Rewind three weeks and Duran was the goal hero against Bayern Munich, coming off the bench to score the only goal of the game on a special night under the Villa Park floodlights.

His only previous start this season came in the Carbao Cup win over League One Wycombe Wanderers.

Against Bologna, Duran had five of his team’s 16 attempts – including two on target, with his second beating Lukasz Skorupski from close range after an assist from the impressive Morgan Rogers.

“Duran has everything – he has technique, he can hold the ball and can flick on. He is an all-round striker,” Villa midfielder Youri Tielemans told TNT Sports.

On Duran’s reaction to being substituted, Tielemans added: “He is really funny. The manager does not care. He knows everyone wants to play. It is part of the game.”

Villa have scored five goals in the Champions League this season with Duran, signed in an £18m deal from Chicago Fire in January 2023, netting two of them.

‘Under my control’

Victory over Bologna came as Emery prepares to celebrate his second anniversary in charge of Villa.
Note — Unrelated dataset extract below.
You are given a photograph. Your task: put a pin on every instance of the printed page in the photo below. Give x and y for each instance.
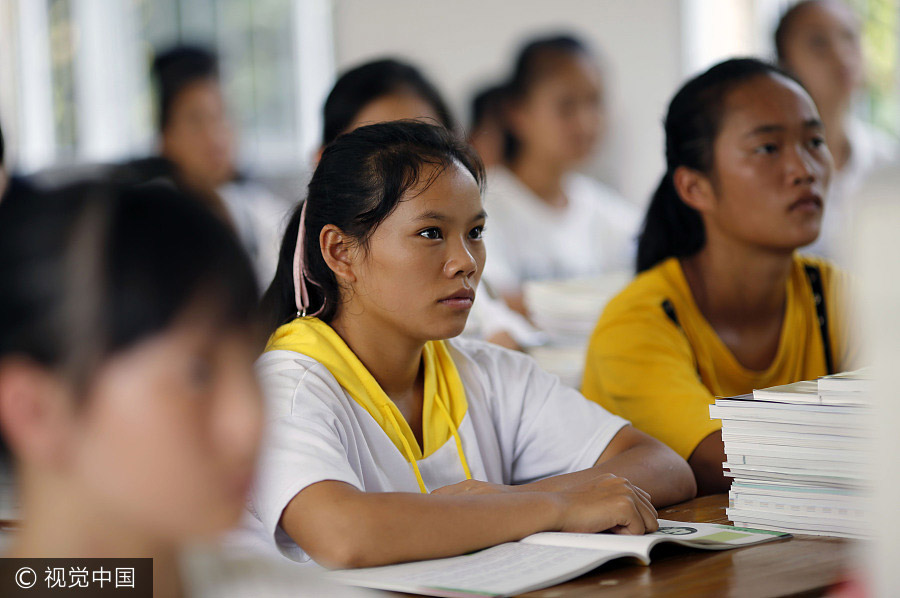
(503, 570)
(708, 536)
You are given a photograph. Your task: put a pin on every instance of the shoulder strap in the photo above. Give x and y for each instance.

Under the Spaniard, Villa have gone from Premier League strugglers to enjoying their best start to a Premier League season for 26 years.

Duran is clearly a big part of the club’s future plans, with Emery brushing off the player’s reaction when he came off, saying he had “no problem” with it.

Asked if he had any issues with Duran’s reaction, Emery said: “No. I am managing everything and the reaction of players.

“We are sending a message in the dressing room: respect our values and try and be mature and be responsible. It’s not only Jhon Duran, some other players react.

“But it’s under my control.”

Watkins or Duran – who will start next?

Who will start up front when Villa next play in the Champions League away to Club Brugge on 6 November?

“He played very well and he scored a good goal,” added Emery about Duran’s performance.

“It was fantastic the way he accelerated.

“We will play both strikers sometimes and when they play individually as well as today – with Watkins – it is best for the team.”

Upson believes Duran has a great future at Villa.

“He didn’t really get much of a sniff today but he showed that he is a goalscorer, a poacher, someone that is ready whenever the opportunity comes.”